Did he buy real estate? Cars? Apartment buildings? Did he use the money to keep his furnace lit?

And why didn’t the people who invested in this Ponzi scheme check up on their money every once in a while? These investors all seemed to be smart people. They all had fabulous homes in fabulous places like Palm Beach and Manhattan and Hollywood.

And now, these smart people are broke because they got bilked by one man. And we still don’t know what that one man did with the all the money.

But Ponzi schemes should be nothing new to the American people.

Have you ever heard of Social Security? That is the biggest Ponzi scheme ever invented.

The idea is that Americans taxpayer will put a little money in a fund early in life, and then get a lot of money back when he or she retires. Like a Ponzi scheme, it works pretty well for the early investors. It works a lot less well for the later generations.

But unlike Mr. Madoff, the Social Security Ponzi scheme is backed by the full faith and credit of the United States. Doesn’t make it right. It just makes it official.

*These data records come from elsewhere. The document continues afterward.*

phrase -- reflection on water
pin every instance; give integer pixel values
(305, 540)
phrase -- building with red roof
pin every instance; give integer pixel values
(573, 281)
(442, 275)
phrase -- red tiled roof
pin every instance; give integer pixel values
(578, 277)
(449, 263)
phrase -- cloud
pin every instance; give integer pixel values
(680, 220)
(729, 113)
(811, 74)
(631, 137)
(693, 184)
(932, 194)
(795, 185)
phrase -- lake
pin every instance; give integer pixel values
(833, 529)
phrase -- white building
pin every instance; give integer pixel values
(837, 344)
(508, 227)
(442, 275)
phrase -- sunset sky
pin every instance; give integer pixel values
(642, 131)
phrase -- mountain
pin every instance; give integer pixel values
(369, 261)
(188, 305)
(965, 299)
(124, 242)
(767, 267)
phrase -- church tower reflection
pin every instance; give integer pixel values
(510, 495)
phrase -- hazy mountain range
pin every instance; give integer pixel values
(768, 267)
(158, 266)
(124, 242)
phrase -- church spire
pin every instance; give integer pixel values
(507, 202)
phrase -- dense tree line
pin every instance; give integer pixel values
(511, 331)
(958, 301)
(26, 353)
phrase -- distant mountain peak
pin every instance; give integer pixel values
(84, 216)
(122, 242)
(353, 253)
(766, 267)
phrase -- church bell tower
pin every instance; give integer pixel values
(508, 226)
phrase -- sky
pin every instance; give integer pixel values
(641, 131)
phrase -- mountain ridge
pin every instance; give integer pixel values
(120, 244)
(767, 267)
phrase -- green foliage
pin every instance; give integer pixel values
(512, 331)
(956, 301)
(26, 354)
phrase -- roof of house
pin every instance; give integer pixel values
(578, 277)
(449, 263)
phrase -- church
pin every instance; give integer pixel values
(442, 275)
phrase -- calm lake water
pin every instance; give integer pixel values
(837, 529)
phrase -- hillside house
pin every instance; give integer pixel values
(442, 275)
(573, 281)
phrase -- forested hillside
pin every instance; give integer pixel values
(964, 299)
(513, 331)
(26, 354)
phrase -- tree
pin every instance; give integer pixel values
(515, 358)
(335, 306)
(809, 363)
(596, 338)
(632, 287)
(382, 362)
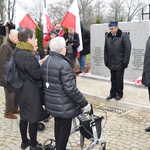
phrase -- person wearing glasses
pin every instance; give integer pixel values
(117, 51)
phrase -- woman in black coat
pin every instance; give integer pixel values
(63, 100)
(31, 110)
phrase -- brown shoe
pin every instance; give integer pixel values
(16, 111)
(10, 116)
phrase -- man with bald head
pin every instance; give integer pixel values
(6, 49)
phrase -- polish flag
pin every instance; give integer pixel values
(23, 19)
(72, 20)
(47, 25)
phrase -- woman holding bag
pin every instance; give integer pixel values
(30, 103)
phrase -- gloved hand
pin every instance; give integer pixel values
(125, 65)
(87, 108)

What the Madoff case proves is that you can’t trust anybody these days. For an economic system that is based on trust (credit cards, mortgages, food supply, etc.), it is bad news when that trust takes a hit.

We are going through a strange time in this world of ours. Journalists throw shoes at politicians, investment professionals admit that they have stolen billions from their clients, governors put Senate seats on the auction block, big Detroit motor companies prepare to go broke.

And the one man we expect to fix it all has no executive experience, has little legislative experience, and is tied to one of the most corrupt political machines in the country.

Hang on to your hat. This is going to be a wild ride.